Looking for a pair of these, does anyone know of a supplier please?


----------



## martinka (1 Dec 2014)

Axminster


----------



## DiscoStu (1 Dec 2014)

I bought some on Friday about £2.50 for each end. Also from Axminster.


----------



## Claymore (1 Dec 2014)

I was quoted £17.00 including postage for a pair of blade clamps to fit my Axminster AWFS18.... i looked at the Hegner equivalent which looked pretty similar to mine (with a sharp V shape) but they had different sizes for different blade thicknesses? does that mean you need a few sets for your Hegners if you want to use different blades like No7 down to No3's etc?
Hope this makes sense  
Brian


----------



## IHc1vtr+ (1 Dec 2014)

DiscoStu":2f641cv7 said:


> I bought some on Friday about £2.50 for each end. Also from Axminster.



Thanks for your replies, Discostu......does your scroll saw have holders like these??

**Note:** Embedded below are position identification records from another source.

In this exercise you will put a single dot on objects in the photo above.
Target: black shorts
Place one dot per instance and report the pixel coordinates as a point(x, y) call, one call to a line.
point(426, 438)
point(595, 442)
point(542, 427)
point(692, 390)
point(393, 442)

http://www.axminster.co.uk/axminster-ho ... scroll-saw


----------



## martinka (1 Dec 2014)

IHc1vtr+":y6y526xu said:


> DiscoStu":y6y526xu said:
> 
> 
> > I bought some on Friday about £2.50 for each end. Also from Axminster.
> ...



In case you are wondering, you have to remove all the Draper holder and replace with the Axminster one. It's just one bolt to remove and replace with the new clamp.

Brian, I think the Hegner is supplied with 0.7mm clamps which will work for most use. The 1mm clamp is for #9 blades and up. The 0.5mm is better for #3 and below, but the 0.7mm works OK. I had a couple of each 0.5 and 0.7 but lost one and now I have no idea which size clamp I am using at any one time. If I remember correctly, a #7 blade easily fits in the 0.5mm clamp. I have the thickness of the FD blades written down somewhere, but no doubt the Olson and Pegas etc are different thicknesses.

edit: If you have the quick clamp for the top, you only need one of each size for the bottom as the quick clamp fits all.


----------



## IHc1vtr+ (2 Dec 2014)

Thanks Martinka, all becomes clear..


----------